The Base64 encoder and decoder converts text to Base64 and back. Base64 represents any data using only 64 safe ASCII characters, which is why it shows up everywhere binary or arbitrary text has to travel through text-only channels: JWT segments, data URIs, HTTP basic auth headers, email attachments and API payloads.
Both directions run entirely in your browser — the text or token you paste is never uploaded — so decoding a credential-bearing string or encoding a secret config is private by default. Free, no signup, no size gate.

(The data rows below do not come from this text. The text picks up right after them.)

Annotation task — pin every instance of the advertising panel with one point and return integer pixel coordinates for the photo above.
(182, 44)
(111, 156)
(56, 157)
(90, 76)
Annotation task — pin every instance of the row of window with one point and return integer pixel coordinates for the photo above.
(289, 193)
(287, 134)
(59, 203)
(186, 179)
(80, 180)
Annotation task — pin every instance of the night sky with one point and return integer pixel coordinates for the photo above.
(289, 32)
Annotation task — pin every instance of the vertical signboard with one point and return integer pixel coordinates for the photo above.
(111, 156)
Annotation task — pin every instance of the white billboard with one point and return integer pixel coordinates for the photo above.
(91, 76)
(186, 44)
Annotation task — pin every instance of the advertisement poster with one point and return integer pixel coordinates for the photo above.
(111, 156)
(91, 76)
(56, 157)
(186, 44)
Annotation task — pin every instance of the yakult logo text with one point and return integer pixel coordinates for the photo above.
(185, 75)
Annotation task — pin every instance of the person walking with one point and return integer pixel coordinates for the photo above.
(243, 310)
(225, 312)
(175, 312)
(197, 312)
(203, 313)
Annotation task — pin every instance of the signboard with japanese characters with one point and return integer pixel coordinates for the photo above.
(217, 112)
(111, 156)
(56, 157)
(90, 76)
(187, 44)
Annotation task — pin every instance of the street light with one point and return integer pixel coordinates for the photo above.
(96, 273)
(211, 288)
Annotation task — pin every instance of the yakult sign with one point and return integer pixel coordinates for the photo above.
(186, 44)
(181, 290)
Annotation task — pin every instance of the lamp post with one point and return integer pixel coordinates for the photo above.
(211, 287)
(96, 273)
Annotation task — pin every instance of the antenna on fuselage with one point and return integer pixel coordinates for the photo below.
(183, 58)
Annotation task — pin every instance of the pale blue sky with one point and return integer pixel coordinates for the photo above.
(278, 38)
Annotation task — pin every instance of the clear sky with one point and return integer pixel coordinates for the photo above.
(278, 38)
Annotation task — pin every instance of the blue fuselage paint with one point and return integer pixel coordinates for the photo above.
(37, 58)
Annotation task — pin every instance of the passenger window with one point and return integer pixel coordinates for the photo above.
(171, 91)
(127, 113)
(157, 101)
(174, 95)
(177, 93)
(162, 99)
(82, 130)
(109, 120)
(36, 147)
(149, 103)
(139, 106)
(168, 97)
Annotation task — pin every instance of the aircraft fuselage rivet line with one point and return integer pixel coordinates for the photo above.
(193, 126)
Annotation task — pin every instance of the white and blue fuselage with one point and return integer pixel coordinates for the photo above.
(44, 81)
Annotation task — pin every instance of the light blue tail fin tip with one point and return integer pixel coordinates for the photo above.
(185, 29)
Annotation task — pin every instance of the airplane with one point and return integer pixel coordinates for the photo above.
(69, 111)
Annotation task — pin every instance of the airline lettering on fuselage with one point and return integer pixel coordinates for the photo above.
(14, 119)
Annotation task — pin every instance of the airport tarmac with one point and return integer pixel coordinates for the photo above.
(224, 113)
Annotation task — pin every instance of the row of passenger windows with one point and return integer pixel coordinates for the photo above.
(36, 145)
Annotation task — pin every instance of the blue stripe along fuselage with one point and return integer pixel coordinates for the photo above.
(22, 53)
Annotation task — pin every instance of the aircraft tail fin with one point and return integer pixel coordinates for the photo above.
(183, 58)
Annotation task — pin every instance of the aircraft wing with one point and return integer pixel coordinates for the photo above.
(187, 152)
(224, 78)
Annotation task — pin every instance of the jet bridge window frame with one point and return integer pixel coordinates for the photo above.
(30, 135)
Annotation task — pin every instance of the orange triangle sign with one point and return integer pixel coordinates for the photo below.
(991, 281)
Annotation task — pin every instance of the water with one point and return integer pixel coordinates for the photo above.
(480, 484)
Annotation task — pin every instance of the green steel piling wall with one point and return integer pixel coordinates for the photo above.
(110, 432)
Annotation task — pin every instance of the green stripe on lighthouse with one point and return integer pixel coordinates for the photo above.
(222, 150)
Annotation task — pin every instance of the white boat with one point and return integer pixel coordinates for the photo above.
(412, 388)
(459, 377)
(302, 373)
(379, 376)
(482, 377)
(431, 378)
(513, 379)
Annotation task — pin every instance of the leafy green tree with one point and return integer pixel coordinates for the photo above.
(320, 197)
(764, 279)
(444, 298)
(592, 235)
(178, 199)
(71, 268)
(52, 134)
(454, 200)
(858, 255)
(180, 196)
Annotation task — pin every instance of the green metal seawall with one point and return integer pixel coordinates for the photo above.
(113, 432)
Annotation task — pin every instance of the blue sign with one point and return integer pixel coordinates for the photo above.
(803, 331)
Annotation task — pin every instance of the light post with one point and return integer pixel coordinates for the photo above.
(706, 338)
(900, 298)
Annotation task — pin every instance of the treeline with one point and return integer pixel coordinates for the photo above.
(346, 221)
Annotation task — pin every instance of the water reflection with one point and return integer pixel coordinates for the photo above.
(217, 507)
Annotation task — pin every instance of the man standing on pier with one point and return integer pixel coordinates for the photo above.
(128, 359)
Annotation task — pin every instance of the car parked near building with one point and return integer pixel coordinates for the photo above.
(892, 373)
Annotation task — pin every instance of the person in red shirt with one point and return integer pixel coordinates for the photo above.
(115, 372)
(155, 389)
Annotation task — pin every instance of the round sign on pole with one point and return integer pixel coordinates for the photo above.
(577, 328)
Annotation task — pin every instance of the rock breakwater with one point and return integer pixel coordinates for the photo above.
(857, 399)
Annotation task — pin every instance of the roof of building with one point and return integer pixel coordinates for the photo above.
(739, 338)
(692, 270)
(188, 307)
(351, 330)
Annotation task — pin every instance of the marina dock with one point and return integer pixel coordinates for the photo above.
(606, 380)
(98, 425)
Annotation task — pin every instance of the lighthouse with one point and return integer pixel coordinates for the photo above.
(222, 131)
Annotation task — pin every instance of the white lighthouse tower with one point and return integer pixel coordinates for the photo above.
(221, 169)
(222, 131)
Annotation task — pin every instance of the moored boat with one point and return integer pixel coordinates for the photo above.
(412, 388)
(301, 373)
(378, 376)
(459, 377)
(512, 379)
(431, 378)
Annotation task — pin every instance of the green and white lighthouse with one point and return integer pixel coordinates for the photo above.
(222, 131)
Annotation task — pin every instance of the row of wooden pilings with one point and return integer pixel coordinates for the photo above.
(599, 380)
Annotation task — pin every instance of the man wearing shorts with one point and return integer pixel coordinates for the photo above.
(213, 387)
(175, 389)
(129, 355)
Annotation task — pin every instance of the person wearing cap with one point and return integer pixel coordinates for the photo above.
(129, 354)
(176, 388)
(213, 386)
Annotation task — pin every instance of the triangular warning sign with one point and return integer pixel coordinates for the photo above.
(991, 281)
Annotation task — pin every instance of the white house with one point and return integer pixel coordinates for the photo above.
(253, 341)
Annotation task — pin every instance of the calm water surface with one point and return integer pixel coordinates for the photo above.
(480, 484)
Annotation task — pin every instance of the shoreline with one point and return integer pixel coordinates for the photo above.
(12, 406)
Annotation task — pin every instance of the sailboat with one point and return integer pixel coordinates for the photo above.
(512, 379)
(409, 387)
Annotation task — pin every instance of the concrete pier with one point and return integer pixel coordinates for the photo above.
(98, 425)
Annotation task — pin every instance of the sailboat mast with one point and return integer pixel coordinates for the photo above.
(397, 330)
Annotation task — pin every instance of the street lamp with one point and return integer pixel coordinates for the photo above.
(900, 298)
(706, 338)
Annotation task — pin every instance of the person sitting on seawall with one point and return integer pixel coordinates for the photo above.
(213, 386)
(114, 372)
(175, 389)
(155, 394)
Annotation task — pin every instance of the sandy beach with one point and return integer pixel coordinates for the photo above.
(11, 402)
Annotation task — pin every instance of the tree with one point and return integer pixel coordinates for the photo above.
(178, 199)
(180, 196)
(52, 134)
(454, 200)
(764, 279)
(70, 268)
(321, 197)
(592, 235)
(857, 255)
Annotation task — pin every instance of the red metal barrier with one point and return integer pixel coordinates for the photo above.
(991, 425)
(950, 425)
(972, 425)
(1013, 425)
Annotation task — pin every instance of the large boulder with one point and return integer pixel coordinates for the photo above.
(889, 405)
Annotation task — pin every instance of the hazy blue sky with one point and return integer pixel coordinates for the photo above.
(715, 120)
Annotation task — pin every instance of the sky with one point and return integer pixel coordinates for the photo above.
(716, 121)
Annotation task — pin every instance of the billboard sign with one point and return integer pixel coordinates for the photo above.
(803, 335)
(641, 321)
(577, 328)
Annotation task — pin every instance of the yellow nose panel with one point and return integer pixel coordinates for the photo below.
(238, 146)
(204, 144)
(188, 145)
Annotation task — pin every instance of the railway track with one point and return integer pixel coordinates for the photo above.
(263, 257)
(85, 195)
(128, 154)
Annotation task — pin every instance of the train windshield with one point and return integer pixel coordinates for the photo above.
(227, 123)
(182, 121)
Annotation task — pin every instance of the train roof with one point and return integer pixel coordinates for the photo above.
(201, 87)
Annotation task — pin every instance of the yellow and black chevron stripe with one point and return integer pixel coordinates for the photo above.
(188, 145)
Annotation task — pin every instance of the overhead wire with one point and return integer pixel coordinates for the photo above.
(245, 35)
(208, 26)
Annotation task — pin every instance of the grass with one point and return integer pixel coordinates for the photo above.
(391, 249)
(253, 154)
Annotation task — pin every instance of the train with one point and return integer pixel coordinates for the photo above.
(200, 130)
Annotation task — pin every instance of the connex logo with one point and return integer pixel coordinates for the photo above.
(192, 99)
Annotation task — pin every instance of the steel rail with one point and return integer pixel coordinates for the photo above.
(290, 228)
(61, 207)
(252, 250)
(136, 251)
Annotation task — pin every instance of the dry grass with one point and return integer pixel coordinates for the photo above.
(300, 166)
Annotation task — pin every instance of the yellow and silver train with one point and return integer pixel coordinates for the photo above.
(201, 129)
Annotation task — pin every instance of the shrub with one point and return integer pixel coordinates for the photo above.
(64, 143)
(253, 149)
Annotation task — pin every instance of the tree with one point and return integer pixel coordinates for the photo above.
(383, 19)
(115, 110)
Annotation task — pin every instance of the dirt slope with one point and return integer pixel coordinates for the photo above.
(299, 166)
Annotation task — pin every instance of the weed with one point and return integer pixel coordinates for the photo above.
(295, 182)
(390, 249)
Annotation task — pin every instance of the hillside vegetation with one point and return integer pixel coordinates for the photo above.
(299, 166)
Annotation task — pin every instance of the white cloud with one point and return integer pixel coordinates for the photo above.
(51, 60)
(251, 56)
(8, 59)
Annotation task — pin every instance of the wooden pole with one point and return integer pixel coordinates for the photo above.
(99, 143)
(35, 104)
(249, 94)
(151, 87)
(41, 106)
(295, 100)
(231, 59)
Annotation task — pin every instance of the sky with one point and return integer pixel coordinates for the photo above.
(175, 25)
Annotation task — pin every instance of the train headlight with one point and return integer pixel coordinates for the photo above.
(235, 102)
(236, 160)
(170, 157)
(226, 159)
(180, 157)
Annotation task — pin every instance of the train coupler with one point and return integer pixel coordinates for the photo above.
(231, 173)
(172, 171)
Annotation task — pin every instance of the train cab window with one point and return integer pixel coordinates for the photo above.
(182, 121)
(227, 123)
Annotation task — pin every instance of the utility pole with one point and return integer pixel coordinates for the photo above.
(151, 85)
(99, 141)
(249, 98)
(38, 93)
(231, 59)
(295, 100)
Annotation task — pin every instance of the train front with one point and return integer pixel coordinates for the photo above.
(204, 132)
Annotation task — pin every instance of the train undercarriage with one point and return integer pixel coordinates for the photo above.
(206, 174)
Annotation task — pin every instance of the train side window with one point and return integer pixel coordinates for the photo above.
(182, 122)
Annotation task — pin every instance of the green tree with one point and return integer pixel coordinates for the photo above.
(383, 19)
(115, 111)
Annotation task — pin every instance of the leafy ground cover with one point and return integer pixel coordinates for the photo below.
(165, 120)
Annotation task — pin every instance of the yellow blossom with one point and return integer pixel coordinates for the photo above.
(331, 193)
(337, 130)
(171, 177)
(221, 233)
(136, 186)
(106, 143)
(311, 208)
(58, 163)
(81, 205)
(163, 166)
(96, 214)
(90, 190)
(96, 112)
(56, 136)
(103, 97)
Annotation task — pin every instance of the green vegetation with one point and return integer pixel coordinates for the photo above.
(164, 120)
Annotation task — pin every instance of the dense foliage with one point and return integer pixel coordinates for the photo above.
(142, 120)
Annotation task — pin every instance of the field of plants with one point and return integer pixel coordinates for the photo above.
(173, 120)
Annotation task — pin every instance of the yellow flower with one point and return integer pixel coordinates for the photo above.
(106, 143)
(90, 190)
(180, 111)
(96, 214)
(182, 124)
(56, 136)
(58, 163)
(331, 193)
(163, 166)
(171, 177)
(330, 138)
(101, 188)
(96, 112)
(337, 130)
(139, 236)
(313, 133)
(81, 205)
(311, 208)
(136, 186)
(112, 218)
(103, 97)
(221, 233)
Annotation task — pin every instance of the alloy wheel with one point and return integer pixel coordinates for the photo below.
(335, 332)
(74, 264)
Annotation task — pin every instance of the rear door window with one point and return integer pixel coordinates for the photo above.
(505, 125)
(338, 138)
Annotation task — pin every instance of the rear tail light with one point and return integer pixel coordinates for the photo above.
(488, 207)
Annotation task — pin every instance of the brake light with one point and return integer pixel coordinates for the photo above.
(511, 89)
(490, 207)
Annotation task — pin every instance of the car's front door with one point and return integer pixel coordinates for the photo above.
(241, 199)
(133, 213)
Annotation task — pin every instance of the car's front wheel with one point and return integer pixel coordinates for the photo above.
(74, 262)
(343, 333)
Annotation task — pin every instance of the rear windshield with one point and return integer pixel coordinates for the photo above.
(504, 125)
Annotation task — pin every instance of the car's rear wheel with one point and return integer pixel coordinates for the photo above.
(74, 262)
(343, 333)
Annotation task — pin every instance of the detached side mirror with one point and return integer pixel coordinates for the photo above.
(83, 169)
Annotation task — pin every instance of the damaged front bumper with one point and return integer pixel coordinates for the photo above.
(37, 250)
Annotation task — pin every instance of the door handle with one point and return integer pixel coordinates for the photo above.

It is UTF-8 safe: emoji, accented characters and non-Latin scripts encode and decode correctly, which many quick-and-dirty Base64 tools get wrong. A url-safe toggle produces the - and _ variant used in JWTs and URL parameters.
Base64 takes the input bytes three at a time and re-expresses each 24-bit group as four characters from a 64-symbol alphabet (A-Z, a-z, 0-9, + and /). When the input length is not a multiple of three, = padding fills the final group. The output is about 33% larger than the input — that is the cost of using only safe printable characters.
Text is first encoded to UTF-8 bytes, then those bytes are Base64-encoded. This matters for anything beyond plain ASCII: emoji, accents and non-Latin scripts round-trip correctly, where naive implementations that skip the UTF-8 step throw errors or corrupt characters.
Standard Base64 uses + and /, which clash with URL syntax. The url-safe variant (RFC 4648 §5) substitutes - and _ and drops the = padding. JWTs, URL parameters and many API tokens use this form — the URL-safe toggle produces it, and decode mode accepts both variants automatically.
Decode mode strips whitespace, accepts both standard and url-safe alphabets, restores missing padding, and reports a clear error when the input contains invalid characters or the decoded bytes are not valid UTF-8 text — instead of printing garbage.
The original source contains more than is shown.